ブルース・ウェインが所有する家は一体幾つあるのだろうとゴードンはふと疑問に思ったが、一向に答えが出ない為、馬鹿馬鹿しくなって止めた。仕事を片付け腹の虫が忙しなく鳴っているところを、高級車に乗ったウェインに半ば強引に拾われ、山奥にある別荘に連れて来られた。若者が好む音楽を流して楽し気に運転するウェインに、ゴードンは目を細めて笑った。ウェインと一緒にいると何故かゴードンの心は軽くなり、また何より日常の事を忘れる事が出来た。玄関の前に車を停めて中に入ったが、ウェインの執事は珍しい事に不在であった。
「お腹空いただろ?僕が作るよ」
「君が?」
「ああ、期待してて」
そう言って腕捲りをしたウェインはラジオを点けて、再び速度の速い音楽を流した。億万長者が自分で料理をするところを見るのも面白いだろう。彼が他人に料理を披露するなんて多分、そうないことだから、とゴードンは思った。するとウェインは音楽に合わせて踊りながら生地をフライパンで焼き始めたものだから、ゴードンは流石に止めにかかった。よく見るとキッチンは粉だらけ、ウェインの手も生地が飛んでベタベタだった。
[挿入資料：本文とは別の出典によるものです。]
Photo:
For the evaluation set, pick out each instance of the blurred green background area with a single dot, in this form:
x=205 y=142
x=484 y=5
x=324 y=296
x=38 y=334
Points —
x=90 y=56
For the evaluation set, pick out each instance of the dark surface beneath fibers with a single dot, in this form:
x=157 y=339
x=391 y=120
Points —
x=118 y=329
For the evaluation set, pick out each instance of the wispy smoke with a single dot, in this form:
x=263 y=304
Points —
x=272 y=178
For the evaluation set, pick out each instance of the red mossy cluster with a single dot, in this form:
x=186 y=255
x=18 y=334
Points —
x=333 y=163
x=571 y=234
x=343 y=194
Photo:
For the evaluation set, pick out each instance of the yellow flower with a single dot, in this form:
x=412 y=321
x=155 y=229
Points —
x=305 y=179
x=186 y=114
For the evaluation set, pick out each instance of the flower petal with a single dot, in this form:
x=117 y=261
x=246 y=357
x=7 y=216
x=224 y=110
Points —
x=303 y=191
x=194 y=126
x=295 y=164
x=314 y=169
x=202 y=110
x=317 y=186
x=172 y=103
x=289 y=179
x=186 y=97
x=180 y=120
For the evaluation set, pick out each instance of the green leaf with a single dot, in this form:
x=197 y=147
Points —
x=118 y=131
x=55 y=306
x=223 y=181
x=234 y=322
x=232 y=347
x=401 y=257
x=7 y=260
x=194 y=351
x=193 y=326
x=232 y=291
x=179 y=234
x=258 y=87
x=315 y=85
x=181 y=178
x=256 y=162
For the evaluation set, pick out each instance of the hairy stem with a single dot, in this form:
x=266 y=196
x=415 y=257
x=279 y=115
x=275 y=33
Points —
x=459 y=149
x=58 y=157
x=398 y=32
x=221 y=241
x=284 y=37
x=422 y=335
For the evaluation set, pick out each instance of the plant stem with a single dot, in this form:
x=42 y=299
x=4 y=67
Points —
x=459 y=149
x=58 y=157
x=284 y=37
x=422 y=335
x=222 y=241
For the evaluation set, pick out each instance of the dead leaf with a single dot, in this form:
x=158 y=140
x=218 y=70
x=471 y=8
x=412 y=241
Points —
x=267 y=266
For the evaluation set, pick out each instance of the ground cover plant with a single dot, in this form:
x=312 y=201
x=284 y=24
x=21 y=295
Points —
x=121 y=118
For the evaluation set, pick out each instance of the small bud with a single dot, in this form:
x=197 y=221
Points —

本当に今日は執事はいないようだ。
「危ないぞ。取り敢えず手を、」
「大丈夫さ」
何が、と言おうとしたゴードンの目にワインが入ったグラスが映った。この億万長者め、警官を助手席に乗せて堂々と飲酒運転したのか──と思うも、今は怒る気にはなれなかった。変な踊りを踊りながら生地をひっくり返して、上手いだろ?と言ってくる、子どものような彼を見ると、どうでもよくなってくる。彼には甘い。彼だけには。それは知っている。昔からだ──彼の整った顔立ちに、ブルース・ウェインに、ゴードンは見入ってしまった。
「ほら、ジムもやって」
「あ、ああ、」
ウェインがゴードンのすぐ後ろに回り、ゴードンの白い手に彼の手が重なる。若い男の手だ。長い指から手首へと無意識に見ているゴードンに気づかない振りをしているウェインは、わざと身体を密着させた。細い身体だ。身長も自分より10センチ程小さい。よくこんな身体でゴッサムの警官をしている、と初めは思った。だが彼は稀に見る、芯のある人だ。そこに自分は──ウェインは生地がついたベタベタの指をそっとゴードンの頬に寄せた。形の悪い生地が宙に舞ってフライパンに戻る。
「よし、後はフルーツを──あ、」
「ん?」
「ジム、ごめん、ついた」
ウェインはゴードンの反射的に動いた手を優しく止めて、それを舌で舐め取った。ナチュラルに。だが案の定固まったゴードンの姿が、優しいブラウンの瞳に映った。彼は今──何をした?ジム、と自分の名前が耳の奥で響いて脳まで浸透するのをゴードンは感じた。ウェインに掴まれた方の手は、いつの間にか互いの指が絡まっていて、ウェインは顔を見られたくないのか、それとも見たくないのか、自分の肩に顔を埋めている。もう一度小さな声でジム、と彼は言った。ゴードンはその先の言葉を待った。だが彼は好きだよ、とは言わない。ただ目の前の若い男は自分の名前を言っただけ、なのに、ゴードンは何だか泣きそうになった。もう何年もこうして付き合っている。一緒に食事をしたり、お酒を飲んで色んなことを話した。もうお互い、勘づいているのに一線を越えようとはしない。多分彼も泣きそうになっている。実際、そうだった。──ブルース・ウェイン、気をつけないとボロが出ると言っただろう。そうウェインは心の中で思った。けれど彼に好きだよと言いたい。言って抱き締めて、彼からの言葉も聞きたい。彼も好きだよ、と照れながら言ってくれるだろう。微かに震えているウェインの背中をゆっくり、そして酷く優しくさすっているゴードンの手が、今のウェインにとっては辛かった。絡まっていたお互いの指はもう離れていた。